| Scale | Users | Rooms | Bookings per day | System Changes |
|---|---|---|---|---|
| Small | 100 | 500 | 200 | Single server, simple database, no caching |
| Medium | 10,000 | 50,000 | 10,000 | Load balancer, read replicas, caching for availability checks |
| Large | 1,000,000 | 500,000 | 100,000 | Sharded database, distributed cache, asynchronous booking processing |
| Very Large | 100,000,000 | 10,000,000 | 10,000,000 | Multi-region deployment, event-driven architecture, CDN for static content |
Hotel, Room, Booking classes in LLD - Scalability & System Analysis
At small to medium scale, the database is the first bottleneck. It handles all booking transactions and availability checks. As users and bookings grow, the database CPU and I/O get overwhelmed, causing slow responses and possible booking conflicts.

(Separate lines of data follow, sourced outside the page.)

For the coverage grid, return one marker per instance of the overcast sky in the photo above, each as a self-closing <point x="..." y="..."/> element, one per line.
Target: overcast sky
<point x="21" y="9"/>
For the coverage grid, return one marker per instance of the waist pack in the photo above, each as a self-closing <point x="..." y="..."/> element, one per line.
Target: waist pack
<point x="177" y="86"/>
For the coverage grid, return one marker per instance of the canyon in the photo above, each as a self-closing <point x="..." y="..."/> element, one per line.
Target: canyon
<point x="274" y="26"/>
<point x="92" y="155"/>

- Database Read Replicas: Offload read queries like room availability checks to replicas to reduce load on the primary database.
- Caching: Use in-memory caches (e.g., Redis) for frequently accessed data like room availability to reduce database hits.
- Horizontal Scaling: Add more application servers behind a load balancer to handle increased user requests.
- Database Sharding: Split booking data by hotel or region to distribute load across multiple database instances.
- Asynchronous Processing: Use message queues to handle booking confirmation and payment processing asynchronously to improve responsiveness.
- Multi-region Deployment: Deploy services closer to users to reduce latency and improve availability.
- At 10,000 bookings/day (~0.12 QPS), a single database can handle the load easily.
- At 100,000 bookings/day (~1.2 QPS), database load increases; read replicas and caching become necessary.
- Storage: Each booking record ~1 KB, so 10 million bookings need ~10 GB storage, manageable with modern databases.
- Network bandwidth: Assuming 1 KB per booking request/response, 100,000 bookings/day require ~100 MB data transfer, well within 1 Gbps network capacity.
Start by describing the system components and their roles (Hotel, Room, Booking). Then discuss expected traffic and data growth. Identify the first bottleneck (usually the database). Propose scaling solutions step-by-step, explaining why each is needed. Use real numbers to justify your choices. Finally, mention trade-offs and monitoring strategies.
Your database handles 1000 QPS. Traffic grows 10x to 10,000 QPS. What do you do first?
Answer: Add read replicas to distribute read queries and reduce load on the primary database. Also, implement caching for frequent read operations like room availability checks. This reduces database CPU and I/O usage, preventing overload.